There are hundreds of programs and services available across the province to help people with a wide variety of issues. These include services specifically designed to help seniors or those caring for them; programs for parents, children and youth; services for people dealing with addictions; and help for those struggling with language barriers or unemployment. There are agencies that help people who are homeless, living with disabilities, or working to overcome financial problems.

bc211 exists to connect people to these services. And, with today’s official launch of an expanded bc211.ca website, help is just a click away for anyone in BC.

Thousands of records available online

bc211.ca is an online information service that is an up-to-date, reliable gateway to community, social, non-clinical health and government services. Our service directory database currently holds over 12,000 entries that document and describe services and organizations available to help people. The website is optimized for mobile devices, and includes an online chat service, available from 8 am to 11 pm seven days a week. Some of the information you’ll find includes:

  • Employment support
  • Legal assistance
  • Mental health and addiction services
  • Housing options including shelter locations
  • Seniors services
  • Victims services

The 211 service has been in operation in other provinces across Canada and throughout the United States for many years. In BC, 211 launched in 2010 in partnership with United Way of the Lower Mainland with phone and online services serving Metro Vancouver. That service expanded to Squamish-Lillooet, Sunshine Coast, and the Fraser Valley. Text capability was added in 2015, and in 2017, web chat was added.

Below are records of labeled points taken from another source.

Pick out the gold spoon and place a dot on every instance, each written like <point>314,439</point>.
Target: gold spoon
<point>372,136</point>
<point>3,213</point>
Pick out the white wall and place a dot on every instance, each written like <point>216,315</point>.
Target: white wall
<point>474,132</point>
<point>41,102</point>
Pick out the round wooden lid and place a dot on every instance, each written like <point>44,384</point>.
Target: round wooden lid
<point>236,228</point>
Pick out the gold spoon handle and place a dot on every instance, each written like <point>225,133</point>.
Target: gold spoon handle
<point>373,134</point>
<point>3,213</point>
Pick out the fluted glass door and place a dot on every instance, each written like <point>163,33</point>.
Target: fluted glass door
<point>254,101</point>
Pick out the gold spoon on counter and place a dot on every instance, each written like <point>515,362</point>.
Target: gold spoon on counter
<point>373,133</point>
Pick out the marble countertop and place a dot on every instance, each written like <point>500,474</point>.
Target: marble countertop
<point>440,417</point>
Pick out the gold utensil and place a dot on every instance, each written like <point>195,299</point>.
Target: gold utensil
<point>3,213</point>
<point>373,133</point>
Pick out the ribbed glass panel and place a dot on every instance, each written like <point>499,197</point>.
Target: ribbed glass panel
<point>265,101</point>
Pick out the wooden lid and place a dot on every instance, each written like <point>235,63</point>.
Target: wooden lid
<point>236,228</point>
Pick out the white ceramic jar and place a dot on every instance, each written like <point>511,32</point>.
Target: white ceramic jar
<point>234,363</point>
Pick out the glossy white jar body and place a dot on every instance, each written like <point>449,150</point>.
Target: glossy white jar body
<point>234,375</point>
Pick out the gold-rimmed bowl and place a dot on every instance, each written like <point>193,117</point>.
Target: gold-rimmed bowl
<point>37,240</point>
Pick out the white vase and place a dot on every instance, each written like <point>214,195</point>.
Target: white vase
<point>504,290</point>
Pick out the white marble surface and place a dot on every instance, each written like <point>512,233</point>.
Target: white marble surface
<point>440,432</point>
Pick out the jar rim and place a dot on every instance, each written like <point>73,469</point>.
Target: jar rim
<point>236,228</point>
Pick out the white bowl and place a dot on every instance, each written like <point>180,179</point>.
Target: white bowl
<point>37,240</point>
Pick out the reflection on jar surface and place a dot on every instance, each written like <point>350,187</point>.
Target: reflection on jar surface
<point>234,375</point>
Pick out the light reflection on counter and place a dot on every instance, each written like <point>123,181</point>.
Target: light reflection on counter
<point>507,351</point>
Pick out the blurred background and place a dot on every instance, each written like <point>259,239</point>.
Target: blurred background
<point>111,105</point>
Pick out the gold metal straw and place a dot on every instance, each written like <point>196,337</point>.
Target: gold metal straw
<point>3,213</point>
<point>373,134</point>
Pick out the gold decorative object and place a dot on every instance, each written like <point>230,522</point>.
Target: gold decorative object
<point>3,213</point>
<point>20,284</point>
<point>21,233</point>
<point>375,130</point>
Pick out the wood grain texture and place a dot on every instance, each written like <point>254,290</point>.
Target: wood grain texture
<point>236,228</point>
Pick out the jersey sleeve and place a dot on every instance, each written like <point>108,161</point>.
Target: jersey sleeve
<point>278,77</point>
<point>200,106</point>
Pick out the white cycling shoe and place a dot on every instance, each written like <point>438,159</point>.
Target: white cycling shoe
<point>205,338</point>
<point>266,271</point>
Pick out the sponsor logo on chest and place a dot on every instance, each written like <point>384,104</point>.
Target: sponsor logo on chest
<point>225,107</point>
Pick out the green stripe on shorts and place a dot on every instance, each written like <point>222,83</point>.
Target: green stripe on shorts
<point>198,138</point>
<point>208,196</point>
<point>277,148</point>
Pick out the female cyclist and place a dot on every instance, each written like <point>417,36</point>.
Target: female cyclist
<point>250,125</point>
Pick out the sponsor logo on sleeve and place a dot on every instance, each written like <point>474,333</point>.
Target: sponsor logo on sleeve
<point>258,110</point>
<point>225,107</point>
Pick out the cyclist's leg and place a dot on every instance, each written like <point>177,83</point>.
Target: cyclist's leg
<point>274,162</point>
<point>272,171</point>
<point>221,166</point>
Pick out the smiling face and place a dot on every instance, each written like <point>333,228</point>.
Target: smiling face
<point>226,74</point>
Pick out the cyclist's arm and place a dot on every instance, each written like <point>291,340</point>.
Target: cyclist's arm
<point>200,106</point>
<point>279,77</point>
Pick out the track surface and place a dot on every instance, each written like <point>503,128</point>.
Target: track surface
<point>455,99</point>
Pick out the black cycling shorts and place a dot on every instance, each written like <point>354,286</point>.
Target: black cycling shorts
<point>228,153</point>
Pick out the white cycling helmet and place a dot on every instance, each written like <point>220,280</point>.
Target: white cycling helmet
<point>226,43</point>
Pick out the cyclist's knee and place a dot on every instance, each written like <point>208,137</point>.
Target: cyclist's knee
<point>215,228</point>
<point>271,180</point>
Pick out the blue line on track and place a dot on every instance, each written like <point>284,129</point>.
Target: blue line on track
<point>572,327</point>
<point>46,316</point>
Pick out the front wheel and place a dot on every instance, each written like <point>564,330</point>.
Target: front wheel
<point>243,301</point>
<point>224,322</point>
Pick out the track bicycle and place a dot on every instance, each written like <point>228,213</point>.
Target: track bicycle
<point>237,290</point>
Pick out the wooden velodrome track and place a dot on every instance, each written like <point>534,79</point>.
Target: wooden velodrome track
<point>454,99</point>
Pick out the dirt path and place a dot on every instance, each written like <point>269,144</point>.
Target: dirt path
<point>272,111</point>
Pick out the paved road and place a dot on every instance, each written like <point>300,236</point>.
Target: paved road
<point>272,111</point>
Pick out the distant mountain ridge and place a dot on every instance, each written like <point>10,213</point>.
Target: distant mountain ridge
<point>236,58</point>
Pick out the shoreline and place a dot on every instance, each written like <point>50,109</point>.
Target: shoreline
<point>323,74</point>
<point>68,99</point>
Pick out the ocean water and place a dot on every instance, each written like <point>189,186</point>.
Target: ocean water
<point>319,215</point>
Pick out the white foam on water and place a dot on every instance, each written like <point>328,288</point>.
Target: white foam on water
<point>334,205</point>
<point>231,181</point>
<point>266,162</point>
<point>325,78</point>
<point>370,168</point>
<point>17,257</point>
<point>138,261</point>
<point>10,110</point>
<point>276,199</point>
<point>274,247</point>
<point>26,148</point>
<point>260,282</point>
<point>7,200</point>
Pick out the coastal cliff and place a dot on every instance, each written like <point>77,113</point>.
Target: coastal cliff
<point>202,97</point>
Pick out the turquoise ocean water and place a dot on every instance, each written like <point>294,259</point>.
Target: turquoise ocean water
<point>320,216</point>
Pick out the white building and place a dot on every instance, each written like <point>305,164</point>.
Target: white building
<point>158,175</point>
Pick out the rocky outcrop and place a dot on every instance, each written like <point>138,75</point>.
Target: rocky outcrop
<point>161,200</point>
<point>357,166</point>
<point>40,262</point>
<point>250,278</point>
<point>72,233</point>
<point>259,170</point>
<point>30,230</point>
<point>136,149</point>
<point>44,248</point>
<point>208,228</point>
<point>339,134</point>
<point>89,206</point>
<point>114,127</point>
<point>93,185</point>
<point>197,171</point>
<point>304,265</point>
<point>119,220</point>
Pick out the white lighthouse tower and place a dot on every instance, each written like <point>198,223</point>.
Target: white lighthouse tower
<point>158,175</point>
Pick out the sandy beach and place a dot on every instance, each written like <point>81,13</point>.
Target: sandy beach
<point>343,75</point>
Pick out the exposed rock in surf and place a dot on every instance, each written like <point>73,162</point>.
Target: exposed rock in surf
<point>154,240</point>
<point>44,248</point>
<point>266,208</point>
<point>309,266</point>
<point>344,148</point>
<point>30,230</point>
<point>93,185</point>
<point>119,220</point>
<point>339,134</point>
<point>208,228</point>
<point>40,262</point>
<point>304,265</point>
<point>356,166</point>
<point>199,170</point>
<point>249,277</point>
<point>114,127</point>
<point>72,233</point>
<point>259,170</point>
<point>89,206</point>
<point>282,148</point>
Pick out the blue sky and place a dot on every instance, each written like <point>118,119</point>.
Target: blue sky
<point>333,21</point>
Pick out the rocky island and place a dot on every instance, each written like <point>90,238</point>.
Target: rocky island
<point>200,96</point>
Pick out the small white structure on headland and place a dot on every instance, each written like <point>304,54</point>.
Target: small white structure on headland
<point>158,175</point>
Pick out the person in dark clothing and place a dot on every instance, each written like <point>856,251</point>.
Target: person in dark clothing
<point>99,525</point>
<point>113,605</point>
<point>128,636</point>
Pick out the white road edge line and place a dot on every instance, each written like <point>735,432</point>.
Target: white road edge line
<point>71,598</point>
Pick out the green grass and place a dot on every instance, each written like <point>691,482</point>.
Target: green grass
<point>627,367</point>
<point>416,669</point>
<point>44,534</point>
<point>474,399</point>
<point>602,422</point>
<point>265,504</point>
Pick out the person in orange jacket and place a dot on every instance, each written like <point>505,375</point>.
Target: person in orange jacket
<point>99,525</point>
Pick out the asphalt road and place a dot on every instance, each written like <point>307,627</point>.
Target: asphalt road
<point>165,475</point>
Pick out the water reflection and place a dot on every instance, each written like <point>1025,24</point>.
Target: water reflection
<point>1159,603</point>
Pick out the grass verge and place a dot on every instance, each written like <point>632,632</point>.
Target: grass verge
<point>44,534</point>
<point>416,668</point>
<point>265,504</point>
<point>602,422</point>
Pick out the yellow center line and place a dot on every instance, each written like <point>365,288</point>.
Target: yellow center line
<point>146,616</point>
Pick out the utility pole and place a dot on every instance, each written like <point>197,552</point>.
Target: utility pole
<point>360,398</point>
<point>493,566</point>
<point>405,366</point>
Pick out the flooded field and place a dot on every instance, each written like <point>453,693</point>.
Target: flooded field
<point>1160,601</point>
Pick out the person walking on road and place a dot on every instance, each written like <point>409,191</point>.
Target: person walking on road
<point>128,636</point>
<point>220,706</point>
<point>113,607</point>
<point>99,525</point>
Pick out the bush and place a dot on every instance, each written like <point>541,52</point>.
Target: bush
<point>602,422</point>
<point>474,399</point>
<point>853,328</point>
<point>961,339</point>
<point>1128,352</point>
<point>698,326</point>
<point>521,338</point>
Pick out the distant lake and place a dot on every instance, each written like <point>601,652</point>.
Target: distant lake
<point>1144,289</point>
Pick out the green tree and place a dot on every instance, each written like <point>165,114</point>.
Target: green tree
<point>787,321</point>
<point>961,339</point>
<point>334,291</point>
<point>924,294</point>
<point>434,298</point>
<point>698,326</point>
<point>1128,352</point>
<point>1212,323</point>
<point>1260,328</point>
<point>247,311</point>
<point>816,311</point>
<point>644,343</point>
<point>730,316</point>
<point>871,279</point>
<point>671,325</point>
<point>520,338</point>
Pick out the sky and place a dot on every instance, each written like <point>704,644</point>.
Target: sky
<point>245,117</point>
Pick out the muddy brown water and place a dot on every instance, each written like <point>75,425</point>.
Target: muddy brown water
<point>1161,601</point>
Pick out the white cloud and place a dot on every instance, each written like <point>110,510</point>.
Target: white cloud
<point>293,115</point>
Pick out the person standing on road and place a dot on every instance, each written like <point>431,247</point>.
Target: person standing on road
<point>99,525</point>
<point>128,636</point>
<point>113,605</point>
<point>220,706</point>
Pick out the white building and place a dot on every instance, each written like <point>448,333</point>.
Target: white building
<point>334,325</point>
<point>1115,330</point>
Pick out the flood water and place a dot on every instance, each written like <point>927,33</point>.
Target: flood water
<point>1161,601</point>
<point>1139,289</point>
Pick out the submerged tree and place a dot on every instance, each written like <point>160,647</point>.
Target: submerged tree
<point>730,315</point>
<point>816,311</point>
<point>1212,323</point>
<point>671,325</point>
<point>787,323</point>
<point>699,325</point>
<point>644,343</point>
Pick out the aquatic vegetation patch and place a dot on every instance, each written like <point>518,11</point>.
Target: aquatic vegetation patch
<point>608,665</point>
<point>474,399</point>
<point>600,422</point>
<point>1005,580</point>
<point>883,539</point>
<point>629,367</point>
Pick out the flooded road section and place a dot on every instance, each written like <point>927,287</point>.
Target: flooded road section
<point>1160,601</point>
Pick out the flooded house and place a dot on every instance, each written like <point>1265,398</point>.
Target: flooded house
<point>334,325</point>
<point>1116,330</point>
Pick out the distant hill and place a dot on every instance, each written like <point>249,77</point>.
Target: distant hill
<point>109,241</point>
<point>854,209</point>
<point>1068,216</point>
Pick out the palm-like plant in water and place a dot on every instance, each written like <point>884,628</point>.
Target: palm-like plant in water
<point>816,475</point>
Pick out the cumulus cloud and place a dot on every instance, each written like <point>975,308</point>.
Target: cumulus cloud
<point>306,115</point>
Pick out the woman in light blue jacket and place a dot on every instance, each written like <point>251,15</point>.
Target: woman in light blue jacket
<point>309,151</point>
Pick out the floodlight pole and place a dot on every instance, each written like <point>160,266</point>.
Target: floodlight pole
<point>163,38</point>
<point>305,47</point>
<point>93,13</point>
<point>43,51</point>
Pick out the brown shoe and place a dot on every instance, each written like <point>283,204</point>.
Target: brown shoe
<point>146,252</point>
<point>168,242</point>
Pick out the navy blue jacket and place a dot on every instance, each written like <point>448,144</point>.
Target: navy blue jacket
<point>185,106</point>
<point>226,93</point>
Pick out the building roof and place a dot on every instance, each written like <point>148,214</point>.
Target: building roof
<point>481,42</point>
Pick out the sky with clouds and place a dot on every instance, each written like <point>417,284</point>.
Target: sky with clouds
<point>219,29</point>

“Sometimes the biggest barrier to getting help is knowing where to look,” says Michael McKnight, President and CEO, United Way of the Lower Mainland. “bc211.ca breaks down that barrier. United Way is proud to support the expansion of bc211.ca across BC.”

Province-wide access

bc211 maintained an online directory of community resources called the Red Book Online, which focused primarily on services in the Lower Mainland. With the Red Book Online’s transition to bc211.ca, the entire province can now access resources in communities throughout BC. This expansion of services was made possible through funding from United Ways across BC including: Lower Mainland; Greater Victoria; Central and Northern Vancouver Island; Central and South Okanagan/Similkameen; East Kootenay; North Okanagan Columbia Shuswap; Northern British Columbia; Powell River & District; Thompson Nicola Cariboo; and Trail and District.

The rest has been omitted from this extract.